Legiones, la tercera película de esta crónica, estuvo acompañada por un cambio repentino en el clima marplatense (que es cómo funciona el clima acá). El calor primaveral cedió a las nubes y a la amenaza de tormenta; un contexto absolutamente cliché para ver un film de terror, pero mis quejas sobre los aspectos formales de la experiencia solo pueden limitarse al cine. De cualquier modo, cuando salí de la sala la noche era nuevamente cálida y despejada, así que el lugar común duró solo un rato. En cuanto a la película, la historia de un brujo que lucha con un demonio en la selva misionera, y que muchos años después vuelve a enfrentarlo en la ciudad, él ya anciano e internado en un psiquiátrico, podemos decir lo siguiente: cumple, e incluso se permite un cambio de registro – del horror a la comedia – que la posiciona de manera favorable, pero termina siendo discreta.

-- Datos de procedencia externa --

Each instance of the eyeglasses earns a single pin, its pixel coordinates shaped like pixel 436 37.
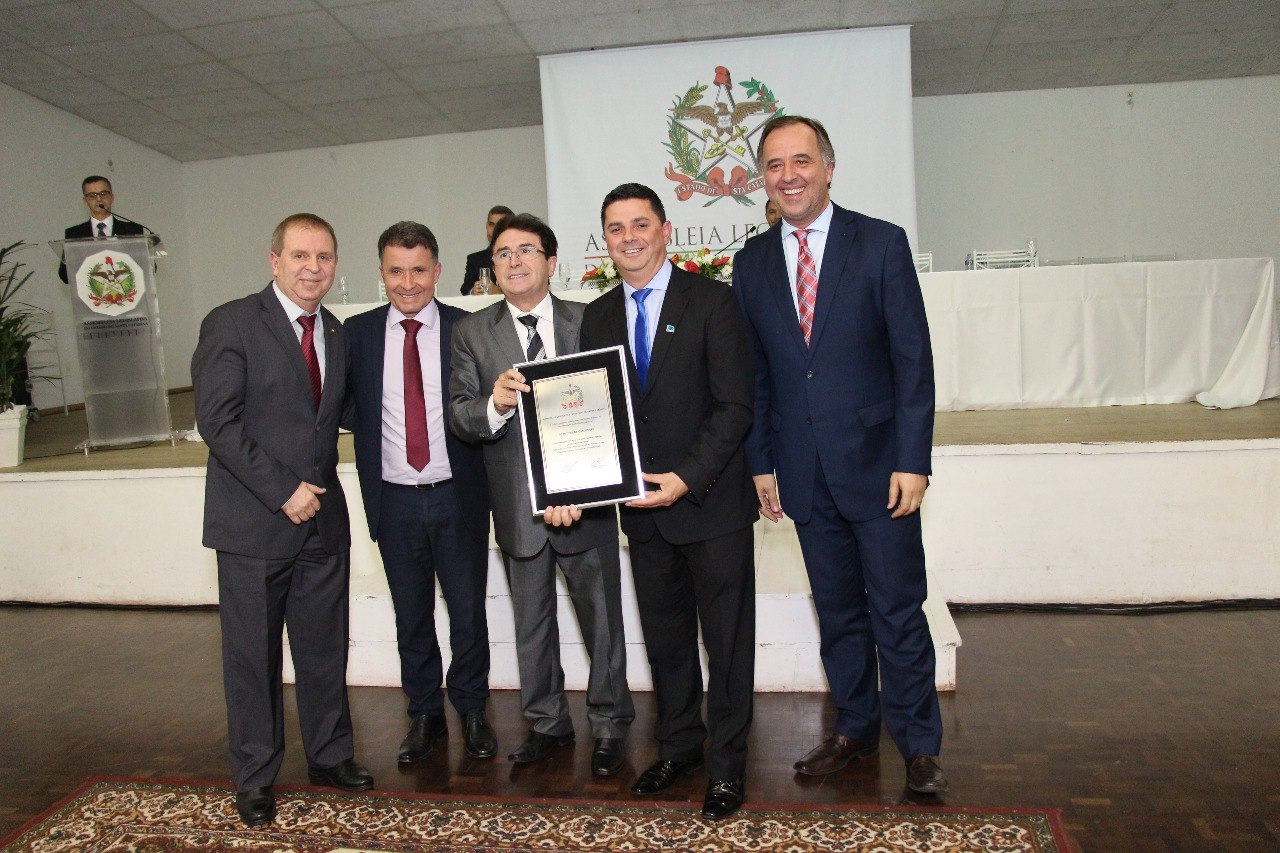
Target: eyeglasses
pixel 526 252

Superados los problemas técnicos de mostrar demonios y posesiones que luzcan veraces, la película de Fabián Forte (un militante del género en Argentina) juega durante buena parte a ser algo más, a trasladar ciertos códigos extranjeros al territorio nacional. Hay ecos de la El mal menor, aquella mítica novela de C.E. Feiling, en la figura del chamán laburante de barrio, que lucha con entidades malignas de manera rutinaria, y al que Germán de Silva le otorga una fisonomía y un habla que lo vuelven palpable, rugoso. Cuando abraza la autoconsciencia y se permite incluso parodiar el género, Legiones parece algo distinto, ya no digamos original, pero sí particular dentro de la actualidad del género en la región. Después, en lo que atañe al horror puro, duro y de manual, es fácil observar que hay tanto amor como entendimiento, pero al igual que las buenas intenciones, no siempre alcanzan.

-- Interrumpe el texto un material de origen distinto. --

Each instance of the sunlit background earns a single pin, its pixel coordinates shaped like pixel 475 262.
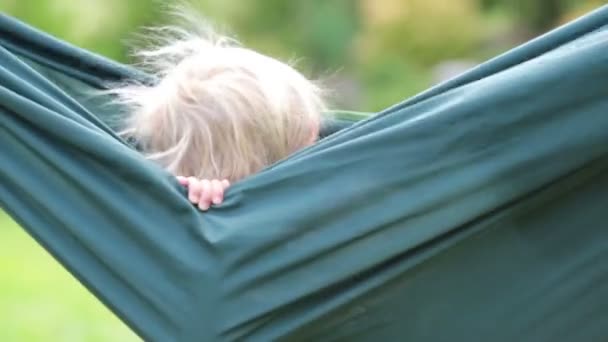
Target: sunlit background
pixel 370 53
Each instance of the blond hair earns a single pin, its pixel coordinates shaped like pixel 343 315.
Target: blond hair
pixel 218 110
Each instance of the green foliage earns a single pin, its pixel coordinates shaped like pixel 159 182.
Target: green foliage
pixel 40 301
pixel 388 47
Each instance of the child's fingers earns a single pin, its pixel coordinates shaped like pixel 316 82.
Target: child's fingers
pixel 182 180
pixel 217 190
pixel 205 200
pixel 194 190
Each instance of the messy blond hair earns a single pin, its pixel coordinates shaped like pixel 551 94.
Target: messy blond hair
pixel 218 110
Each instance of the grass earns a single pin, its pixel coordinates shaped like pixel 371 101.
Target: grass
pixel 40 301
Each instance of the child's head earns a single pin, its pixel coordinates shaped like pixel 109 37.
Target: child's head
pixel 219 110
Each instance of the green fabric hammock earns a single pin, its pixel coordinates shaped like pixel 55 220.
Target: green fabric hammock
pixel 475 211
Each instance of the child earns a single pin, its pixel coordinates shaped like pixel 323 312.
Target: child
pixel 219 112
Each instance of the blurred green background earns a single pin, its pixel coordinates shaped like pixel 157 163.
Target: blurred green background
pixel 370 53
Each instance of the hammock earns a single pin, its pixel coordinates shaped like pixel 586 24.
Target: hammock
pixel 475 211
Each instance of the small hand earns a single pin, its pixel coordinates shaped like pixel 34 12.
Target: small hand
pixel 204 192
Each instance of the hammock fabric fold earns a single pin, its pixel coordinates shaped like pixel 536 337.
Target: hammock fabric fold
pixel 475 211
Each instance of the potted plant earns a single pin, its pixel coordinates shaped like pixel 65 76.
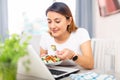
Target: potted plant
pixel 11 50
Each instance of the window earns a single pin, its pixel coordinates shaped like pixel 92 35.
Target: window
pixel 29 15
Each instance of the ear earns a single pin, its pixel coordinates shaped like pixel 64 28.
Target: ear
pixel 69 20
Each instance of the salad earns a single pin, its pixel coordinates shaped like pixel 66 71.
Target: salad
pixel 50 59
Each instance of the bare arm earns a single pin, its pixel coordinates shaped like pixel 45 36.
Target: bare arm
pixel 86 60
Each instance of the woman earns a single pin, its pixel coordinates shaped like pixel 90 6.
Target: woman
pixel 71 42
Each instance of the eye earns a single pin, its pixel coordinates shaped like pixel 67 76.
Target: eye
pixel 57 21
pixel 49 21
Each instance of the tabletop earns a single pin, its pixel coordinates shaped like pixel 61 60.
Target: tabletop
pixel 24 77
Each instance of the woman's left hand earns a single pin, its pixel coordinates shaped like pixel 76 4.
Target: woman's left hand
pixel 65 54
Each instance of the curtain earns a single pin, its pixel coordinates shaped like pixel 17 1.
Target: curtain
pixel 84 15
pixel 3 20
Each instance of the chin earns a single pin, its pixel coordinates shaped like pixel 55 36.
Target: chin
pixel 55 35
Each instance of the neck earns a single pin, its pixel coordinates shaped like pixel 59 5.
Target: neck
pixel 62 38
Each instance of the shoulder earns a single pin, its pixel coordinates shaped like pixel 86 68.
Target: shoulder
pixel 80 31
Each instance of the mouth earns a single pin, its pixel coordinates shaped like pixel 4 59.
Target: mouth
pixel 54 31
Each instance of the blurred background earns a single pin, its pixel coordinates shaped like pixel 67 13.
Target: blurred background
pixel 100 17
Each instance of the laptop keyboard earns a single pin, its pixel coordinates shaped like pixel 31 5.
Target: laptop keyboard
pixel 56 72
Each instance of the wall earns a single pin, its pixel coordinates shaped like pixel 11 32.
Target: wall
pixel 106 27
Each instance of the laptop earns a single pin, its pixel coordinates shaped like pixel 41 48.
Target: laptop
pixel 40 70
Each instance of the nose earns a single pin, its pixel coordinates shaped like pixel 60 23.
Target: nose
pixel 52 25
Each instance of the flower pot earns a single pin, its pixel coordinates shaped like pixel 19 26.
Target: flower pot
pixel 8 71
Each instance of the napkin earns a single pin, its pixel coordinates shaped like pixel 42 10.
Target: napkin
pixel 91 76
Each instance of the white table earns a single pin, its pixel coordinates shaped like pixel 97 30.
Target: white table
pixel 23 77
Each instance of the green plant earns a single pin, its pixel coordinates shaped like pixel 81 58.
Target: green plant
pixel 11 50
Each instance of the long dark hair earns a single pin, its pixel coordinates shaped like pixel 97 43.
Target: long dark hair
pixel 64 10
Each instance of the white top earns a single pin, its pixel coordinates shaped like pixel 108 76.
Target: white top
pixel 73 43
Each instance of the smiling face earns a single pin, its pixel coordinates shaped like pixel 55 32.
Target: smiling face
pixel 57 24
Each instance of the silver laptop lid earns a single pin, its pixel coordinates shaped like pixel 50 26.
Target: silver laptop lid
pixel 37 67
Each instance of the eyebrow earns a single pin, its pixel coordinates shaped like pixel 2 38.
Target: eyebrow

Como una suerte de milagro, la cuarta y última película se elevó sobre la medianía de lo que veníamos viendo, y funcionó como perfecto broche de oro. I love my dad, de James Morosini, es una comedia en la que el actor y director vuelve ficción una experiencia personal bastante insólita. La historia es la de Chuck (Patton Oswalt), un padre siempre ausente al que su hijo Franklin, como parte de la terapia post intento de suicidio, bloquea de todas las redes sociales. Desesperado, Chuck inventa un perfil falso y se hace pasar por una chica que muestra interés por Franklin, lo que deriva en un acercamiento padre e hijo auspiciado por una mentira cada vez más insostenible. Morosini, que además de escribir y dirigir interpreta al hijo, construye la historia de amor entre Franklin y Becca, la chica inventada, poniéndole cuerpo a lo que sucede en la virtualidad. Es un acierto formal notable, que por un lado evita los ya gastados chats en pantalla, y por el otro permite desdoblar las situaciones, hacer que una misma secuencia pueda ser tierna, cómica o terriblemente incómoda. De algún modo (y podemos suponer que tiene que ver con el propio proceso de Morosini, que va del odio al perdón), la película consigue que ese padre horrible, caído en desgracia por sus propias decisiones, se vuelva un personaje querible. Una operación que quizás funcione solo en este contexto, con la comedia como género salvador e ideal, y por supuesto, apoyada en la gran interpretación de Oswalt. Sin dudas que I love my dad es una película a contracorriente de lo que suele verse en el Festival, o al menos de lo que suele tener más atención. Está lejos del gesto, del discurso, de los gritos, de la provocación fundada en sí misma, y se preocupa por construir personajes con peso y carnadura emocional. Y se sabe: esos son los únicos personajes capaces de llevar adelante una buena historia, que es en definitiva lo que todos queremos ver. Por lo que nos aventuramos entre grillas y salas sin perder del todo la esperanza. El cine proveerá.